Soy de la misma zona que Matt Ryan. Uno de mis profesores de gimnasia lo conocía de la escuela secundaria o algo así y comenzó a llamarme Matty Ice. Entonces no funcionó del todo. El que se quedó fue Booger, el apodo que me puso mi hermano cuando tenía 6 años y que realmente se quedó.

El apodo de NYCFC es Pigeons. ¿Te gusta ese?

Creo que las palomas son geniales.

Es una locura pensar que nunca has jugado en la selección hasta junio de 2025. ¿Cómo lo procesas?

Mi cita favorita de Daryl Morey, ex presidente de los 76ers: “La oportunidad no es una posibilidad remota”. La gente ha visto un aumento meteórico en los últimos 12 meses. Veo 15 años de arduo trabajo antes de eso, para poder aprovechar ese momento.

¿Qué significa estar ahí en el campo el 12 de junio para el primer partido de la Copa Mundial de Estados Unidos?

Sería un gran honor, parte de un sueño hecho realidad. Específicamente soñaba con representar a mi país y ganar la Copa del Mundo. Soy súper competitivo. Quiero ganar ocho partidos este verano. Queda mucho trabajo para cumplir ese sueño.

Dijiste que te encanta el estrés. No hay más presión que el Mundial y ser anfitrión, ¿no?
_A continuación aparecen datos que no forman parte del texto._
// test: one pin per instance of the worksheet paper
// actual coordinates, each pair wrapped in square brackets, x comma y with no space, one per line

En el juego más estresante, en el momento más estresante, en el juego con las apuestas más altas, nací con el deseo de marcar la diferencia. Es parte de lo que soy como atleta toda mi vida, estoy ahí para los grandes momentos.

¿Qué puede hacer este equipo este verano?

Queremos establecer un nuevo estándar para el fútbol estadounidense, lo que hizo el grupo del 94 con el fútbol en este país cuando terminó la Copa del Mundo. A partir de entonces comenzó el amor por el juego en Estados Unidos. Queremos elevar el listón e inspirar a los niños de 5 a 10 años que ven este juego para que dentro de 15 años establezcan otro nuevo estándar.